Stop Violence Against Women
Sexual Harassment


 


 

 

 


6. Reporting Sexual Harassment

One of the main obstacles to understanding the true prevalence of sexual harassment and to combating the problem is the low incidence of reporting.

It is well known that even in countries in which sexual harassment is a legally-recognized problem, most victims do not speak out. Research indicates that there are three main reasons why women do not report sexual harassment.

Reason One

Women often believe that no one will do anything about the problem. If women are harassed in an organization and the leadership of the organization does not speak out against that harassment, does not institute procedures for reporting harassment, or does not act quickly on reports of harassment, most victims will be discouraged from acting.

Reason Two

Women are afraid they will be blamed. "Blaming the victim" has historically been a strategy in countering rape charges. Women are told they "invited" the rape or harassment by their dress or demeanor. Because women see this happen to others they have good reason to believe it will also happen to them. In the United States, the treatment of Anita Hill by the Senate Judicial Committee was a strong lesson to women- not only that they won't be believed, but also that they will be blamed.

Reason Three

Women often do not want to hurt the harasser. This reason derives partly from the traditional saying "boys will be boys, which is used as an excuse for inappropriate behavior by males. Girls are taught to keep silent and to overlook bad behavior by boys. Carol Gilligan's research indicates that women think about the possible negative consequences to all persons involved. The negative consequences to the harasser may not be inconsequential.

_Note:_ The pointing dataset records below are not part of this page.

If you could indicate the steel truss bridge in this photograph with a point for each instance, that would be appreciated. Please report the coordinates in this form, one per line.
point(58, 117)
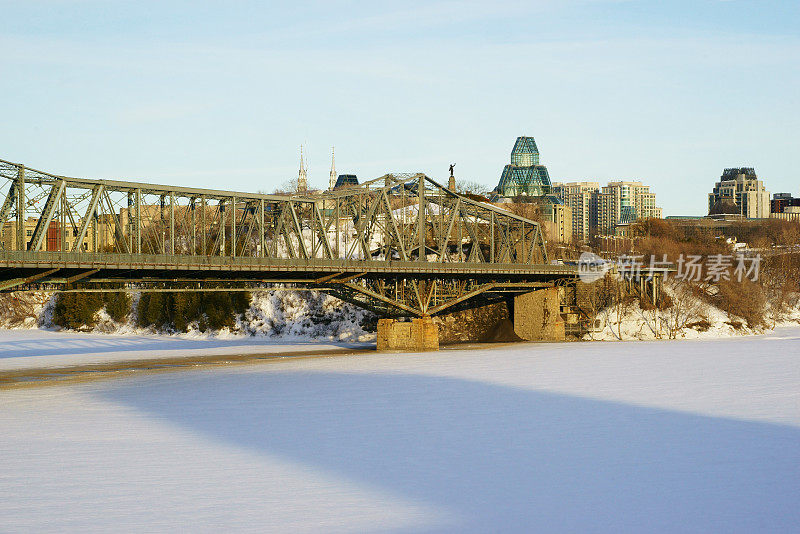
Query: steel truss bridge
point(399, 245)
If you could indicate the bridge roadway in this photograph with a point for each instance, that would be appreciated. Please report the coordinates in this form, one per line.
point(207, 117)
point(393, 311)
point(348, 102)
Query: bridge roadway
point(393, 288)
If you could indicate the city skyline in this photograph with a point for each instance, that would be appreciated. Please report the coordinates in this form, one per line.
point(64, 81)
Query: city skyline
point(669, 95)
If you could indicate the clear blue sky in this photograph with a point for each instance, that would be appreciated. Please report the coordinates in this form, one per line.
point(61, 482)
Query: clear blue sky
point(222, 94)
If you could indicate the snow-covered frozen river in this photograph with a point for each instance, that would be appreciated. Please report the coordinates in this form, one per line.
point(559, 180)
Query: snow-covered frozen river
point(678, 436)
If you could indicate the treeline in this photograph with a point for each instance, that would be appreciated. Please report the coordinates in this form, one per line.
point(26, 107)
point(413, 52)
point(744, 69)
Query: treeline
point(776, 289)
point(173, 310)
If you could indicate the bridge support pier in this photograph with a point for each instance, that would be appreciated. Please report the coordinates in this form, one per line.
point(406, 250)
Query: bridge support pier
point(537, 315)
point(418, 335)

Since many women have little choice about where they work, they find it necessary to put up with a situation that they feel they cannot change. "What can't be cured must be endured" is too often the case with victims of sexual harassment.

Adapted from: Penn State University Delaware Campus Information On Sexual Harassment site, Background section.

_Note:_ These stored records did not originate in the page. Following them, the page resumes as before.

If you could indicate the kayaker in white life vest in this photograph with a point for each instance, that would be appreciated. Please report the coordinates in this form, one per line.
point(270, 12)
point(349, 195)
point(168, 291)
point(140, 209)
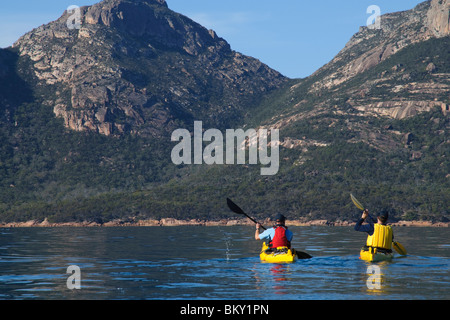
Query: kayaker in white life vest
point(380, 235)
point(278, 236)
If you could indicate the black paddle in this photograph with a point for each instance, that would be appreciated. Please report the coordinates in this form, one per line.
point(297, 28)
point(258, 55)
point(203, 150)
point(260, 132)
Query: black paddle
point(236, 209)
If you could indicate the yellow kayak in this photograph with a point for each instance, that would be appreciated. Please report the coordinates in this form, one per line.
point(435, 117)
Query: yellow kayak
point(373, 255)
point(279, 255)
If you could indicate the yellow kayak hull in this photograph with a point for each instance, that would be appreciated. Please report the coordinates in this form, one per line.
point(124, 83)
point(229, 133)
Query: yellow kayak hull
point(282, 256)
point(372, 255)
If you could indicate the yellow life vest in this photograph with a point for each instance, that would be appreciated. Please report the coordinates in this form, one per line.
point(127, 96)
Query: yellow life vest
point(381, 237)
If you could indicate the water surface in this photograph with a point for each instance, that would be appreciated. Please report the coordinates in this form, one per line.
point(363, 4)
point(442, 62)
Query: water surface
point(173, 263)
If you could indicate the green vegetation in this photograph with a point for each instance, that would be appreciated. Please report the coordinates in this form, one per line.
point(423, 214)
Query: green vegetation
point(48, 171)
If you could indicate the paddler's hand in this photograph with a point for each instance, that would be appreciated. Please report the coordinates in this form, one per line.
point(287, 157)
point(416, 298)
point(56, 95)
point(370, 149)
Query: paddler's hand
point(365, 214)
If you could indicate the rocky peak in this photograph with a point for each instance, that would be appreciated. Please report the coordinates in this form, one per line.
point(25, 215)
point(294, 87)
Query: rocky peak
point(137, 66)
point(369, 47)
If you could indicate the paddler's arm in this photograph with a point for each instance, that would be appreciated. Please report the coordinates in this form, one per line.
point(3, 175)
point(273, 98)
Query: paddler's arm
point(257, 231)
point(367, 227)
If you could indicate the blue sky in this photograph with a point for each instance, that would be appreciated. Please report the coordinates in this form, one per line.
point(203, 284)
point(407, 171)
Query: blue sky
point(295, 37)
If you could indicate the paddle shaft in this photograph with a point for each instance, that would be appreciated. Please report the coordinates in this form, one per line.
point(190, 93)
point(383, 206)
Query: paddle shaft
point(236, 209)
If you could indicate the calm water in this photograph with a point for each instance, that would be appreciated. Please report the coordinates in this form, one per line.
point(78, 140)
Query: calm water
point(215, 263)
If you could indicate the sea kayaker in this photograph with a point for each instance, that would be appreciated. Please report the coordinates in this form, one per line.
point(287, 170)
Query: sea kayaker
point(380, 235)
point(278, 236)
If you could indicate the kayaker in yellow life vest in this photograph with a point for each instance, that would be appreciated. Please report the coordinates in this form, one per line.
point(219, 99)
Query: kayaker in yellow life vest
point(380, 235)
point(278, 236)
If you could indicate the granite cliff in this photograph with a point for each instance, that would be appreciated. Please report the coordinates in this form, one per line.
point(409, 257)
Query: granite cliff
point(137, 66)
point(86, 115)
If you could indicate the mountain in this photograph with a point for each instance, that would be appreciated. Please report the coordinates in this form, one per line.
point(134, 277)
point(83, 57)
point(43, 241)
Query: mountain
point(86, 116)
point(137, 66)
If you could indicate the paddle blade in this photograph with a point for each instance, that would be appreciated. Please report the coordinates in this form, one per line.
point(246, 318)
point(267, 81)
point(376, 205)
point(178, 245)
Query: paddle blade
point(234, 207)
point(356, 202)
point(399, 248)
point(302, 255)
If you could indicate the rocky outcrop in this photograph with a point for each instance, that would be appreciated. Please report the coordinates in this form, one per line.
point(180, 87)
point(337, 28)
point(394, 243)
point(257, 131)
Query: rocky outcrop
point(397, 31)
point(137, 66)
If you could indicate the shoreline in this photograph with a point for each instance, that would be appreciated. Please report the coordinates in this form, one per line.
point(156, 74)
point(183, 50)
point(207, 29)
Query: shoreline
point(171, 222)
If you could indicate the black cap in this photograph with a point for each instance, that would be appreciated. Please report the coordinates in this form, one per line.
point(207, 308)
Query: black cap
point(280, 217)
point(384, 215)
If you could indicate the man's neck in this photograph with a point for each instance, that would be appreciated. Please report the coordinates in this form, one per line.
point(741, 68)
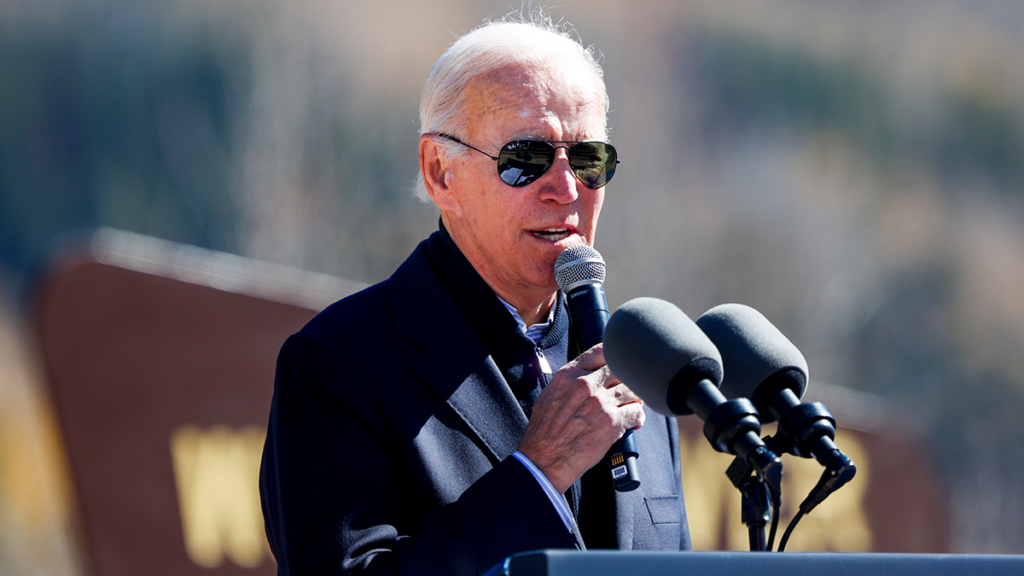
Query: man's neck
point(530, 314)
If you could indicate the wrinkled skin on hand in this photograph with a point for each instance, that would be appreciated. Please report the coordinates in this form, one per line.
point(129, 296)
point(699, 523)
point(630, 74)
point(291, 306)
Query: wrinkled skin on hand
point(578, 417)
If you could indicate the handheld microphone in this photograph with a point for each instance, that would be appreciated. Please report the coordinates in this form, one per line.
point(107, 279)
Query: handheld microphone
point(580, 273)
point(764, 366)
point(676, 369)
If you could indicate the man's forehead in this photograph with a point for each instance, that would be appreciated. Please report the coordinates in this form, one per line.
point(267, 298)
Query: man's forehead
point(534, 93)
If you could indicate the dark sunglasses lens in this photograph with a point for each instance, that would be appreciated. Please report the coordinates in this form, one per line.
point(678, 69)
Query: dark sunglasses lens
point(521, 162)
point(594, 163)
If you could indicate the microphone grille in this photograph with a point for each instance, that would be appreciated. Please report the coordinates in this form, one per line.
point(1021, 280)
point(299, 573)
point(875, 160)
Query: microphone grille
point(579, 264)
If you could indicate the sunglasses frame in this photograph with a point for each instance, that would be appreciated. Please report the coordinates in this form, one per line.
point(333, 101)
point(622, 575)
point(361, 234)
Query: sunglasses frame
point(606, 174)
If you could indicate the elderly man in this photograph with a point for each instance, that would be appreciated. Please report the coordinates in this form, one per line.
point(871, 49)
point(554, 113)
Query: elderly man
point(409, 432)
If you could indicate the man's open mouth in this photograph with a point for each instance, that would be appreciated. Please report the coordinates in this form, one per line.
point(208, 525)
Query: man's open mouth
point(552, 234)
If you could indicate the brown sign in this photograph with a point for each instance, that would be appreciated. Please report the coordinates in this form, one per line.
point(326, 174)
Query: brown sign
point(161, 359)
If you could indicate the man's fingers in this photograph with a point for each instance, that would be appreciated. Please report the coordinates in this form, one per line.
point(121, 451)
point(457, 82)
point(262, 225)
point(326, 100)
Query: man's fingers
point(592, 359)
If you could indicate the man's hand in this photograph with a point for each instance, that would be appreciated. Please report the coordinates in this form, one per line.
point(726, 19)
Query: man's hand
point(578, 417)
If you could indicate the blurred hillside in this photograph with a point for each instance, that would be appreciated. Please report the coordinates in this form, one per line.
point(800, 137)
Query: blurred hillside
point(854, 170)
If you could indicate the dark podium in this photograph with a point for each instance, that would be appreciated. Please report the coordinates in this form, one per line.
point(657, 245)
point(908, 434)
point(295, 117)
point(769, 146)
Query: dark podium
point(611, 563)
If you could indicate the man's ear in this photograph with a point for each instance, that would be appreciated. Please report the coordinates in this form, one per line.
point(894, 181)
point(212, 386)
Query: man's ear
point(437, 175)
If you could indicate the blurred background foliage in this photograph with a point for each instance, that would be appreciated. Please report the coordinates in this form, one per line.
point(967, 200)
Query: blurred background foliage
point(852, 169)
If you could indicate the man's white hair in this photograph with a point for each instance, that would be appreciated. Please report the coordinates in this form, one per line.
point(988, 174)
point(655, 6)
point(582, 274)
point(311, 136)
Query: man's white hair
point(531, 39)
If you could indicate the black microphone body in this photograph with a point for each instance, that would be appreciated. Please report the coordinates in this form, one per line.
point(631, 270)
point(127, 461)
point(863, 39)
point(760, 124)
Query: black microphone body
point(764, 366)
point(676, 369)
point(580, 273)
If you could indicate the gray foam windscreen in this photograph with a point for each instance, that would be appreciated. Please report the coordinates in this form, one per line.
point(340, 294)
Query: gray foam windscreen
point(648, 341)
point(753, 350)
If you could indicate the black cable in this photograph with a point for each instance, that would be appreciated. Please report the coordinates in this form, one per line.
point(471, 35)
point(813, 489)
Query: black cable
point(774, 525)
point(788, 530)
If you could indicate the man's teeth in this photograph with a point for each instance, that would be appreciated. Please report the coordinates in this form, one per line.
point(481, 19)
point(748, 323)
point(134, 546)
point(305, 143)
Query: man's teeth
point(553, 235)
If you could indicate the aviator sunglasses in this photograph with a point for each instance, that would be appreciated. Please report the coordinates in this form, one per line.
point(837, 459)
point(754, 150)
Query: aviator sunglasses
point(521, 162)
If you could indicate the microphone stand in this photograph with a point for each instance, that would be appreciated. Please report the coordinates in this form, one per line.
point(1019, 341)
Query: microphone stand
point(761, 498)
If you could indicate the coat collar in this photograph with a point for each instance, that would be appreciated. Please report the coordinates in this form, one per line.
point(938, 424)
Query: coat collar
point(454, 362)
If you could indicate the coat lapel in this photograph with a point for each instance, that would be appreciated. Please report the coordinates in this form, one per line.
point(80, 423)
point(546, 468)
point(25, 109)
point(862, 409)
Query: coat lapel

Because victims of sexual harassment often feel that there are many reasons not to report an incident, successful employment policies take into consideration victims reluctance to speak out.

Prevention of sexual harassment begins with the creation of internal processes by which employees can report to their employer. Sample reporting guidelines that are being used in various countries should be consulted when creating company-specific policies.